> a cultural basis of "there are people who want this so and it changes things therefore it is bad". But never on the merits.
In this mindset, arguing against change is an argument on the merits. Because everything you spend time on has the opportunity cost of everything else you could spend time on.
Yes sure, but you got to engage with the arguments on the other side as well. The argument on the other side is that a rewrite is worth it because it prevents entire classes of memory leaks that are still to this day leading the exploitable CVE lists.
We could now pretend their position is: "Oh, we got this shiny new language that magically makes everything 100% safe and thus we need to rewrite everything." But that is not the position. Most of them are aware that a rewrite is always a trade-off. You could reintroduce old bugs etc.
As I said, I program languages on both sides on the divide and if I had to write and maintain secure software that my life depended on I would certainly prefer to write it in Rust. Memory safety would be just a tiny part of that. The other factors would be the strict type system (can be used to enforce certain guarantees that contributers cannot easily fuck up) and the tooling (the builtin testing is stellar).

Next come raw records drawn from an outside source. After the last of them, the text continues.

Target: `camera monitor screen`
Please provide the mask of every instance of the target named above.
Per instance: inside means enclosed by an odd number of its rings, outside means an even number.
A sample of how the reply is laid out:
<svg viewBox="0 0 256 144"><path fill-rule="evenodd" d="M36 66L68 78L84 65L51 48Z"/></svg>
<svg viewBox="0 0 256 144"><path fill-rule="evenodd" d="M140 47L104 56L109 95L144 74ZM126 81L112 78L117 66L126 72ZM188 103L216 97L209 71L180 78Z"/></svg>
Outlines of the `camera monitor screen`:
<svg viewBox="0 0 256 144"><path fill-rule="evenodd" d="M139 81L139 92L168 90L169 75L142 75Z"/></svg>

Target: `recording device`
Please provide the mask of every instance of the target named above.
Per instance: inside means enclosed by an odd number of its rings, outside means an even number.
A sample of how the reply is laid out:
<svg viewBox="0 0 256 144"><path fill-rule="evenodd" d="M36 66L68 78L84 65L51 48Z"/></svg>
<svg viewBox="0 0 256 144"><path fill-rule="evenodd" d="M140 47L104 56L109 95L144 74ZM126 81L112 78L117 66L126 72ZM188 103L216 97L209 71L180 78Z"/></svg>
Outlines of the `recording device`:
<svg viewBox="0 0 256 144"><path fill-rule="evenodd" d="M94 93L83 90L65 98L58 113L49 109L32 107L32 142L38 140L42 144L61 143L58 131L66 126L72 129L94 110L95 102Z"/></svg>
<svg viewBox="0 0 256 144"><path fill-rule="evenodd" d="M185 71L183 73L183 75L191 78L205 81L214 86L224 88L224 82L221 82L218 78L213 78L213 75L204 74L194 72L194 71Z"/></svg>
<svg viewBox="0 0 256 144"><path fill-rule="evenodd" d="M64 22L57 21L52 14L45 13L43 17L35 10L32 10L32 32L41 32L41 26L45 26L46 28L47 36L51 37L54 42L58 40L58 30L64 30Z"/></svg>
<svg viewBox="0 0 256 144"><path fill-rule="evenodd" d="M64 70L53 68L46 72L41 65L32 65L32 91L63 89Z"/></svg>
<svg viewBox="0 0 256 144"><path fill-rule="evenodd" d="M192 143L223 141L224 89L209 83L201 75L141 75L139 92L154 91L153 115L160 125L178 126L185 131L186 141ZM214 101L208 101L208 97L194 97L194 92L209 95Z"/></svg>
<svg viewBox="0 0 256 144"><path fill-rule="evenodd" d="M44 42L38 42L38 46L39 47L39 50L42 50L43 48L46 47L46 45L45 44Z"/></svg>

The future of tooling is going to be written in the language people of the coming generations like to write. There was a time when C++ or even C was the new shiny thing. Why can't we just write all software in assembly like in the good old days? Because there were some actual tangible benefits to doing it in C and that's the language people with the ability of doing the job chose.
I am not saying a Rust rewrite makes sense in every case, but if you check the past decade of CVEs on a project and half of them would have been prevented by the vanilla Rust compiler maybe that's the rational thing?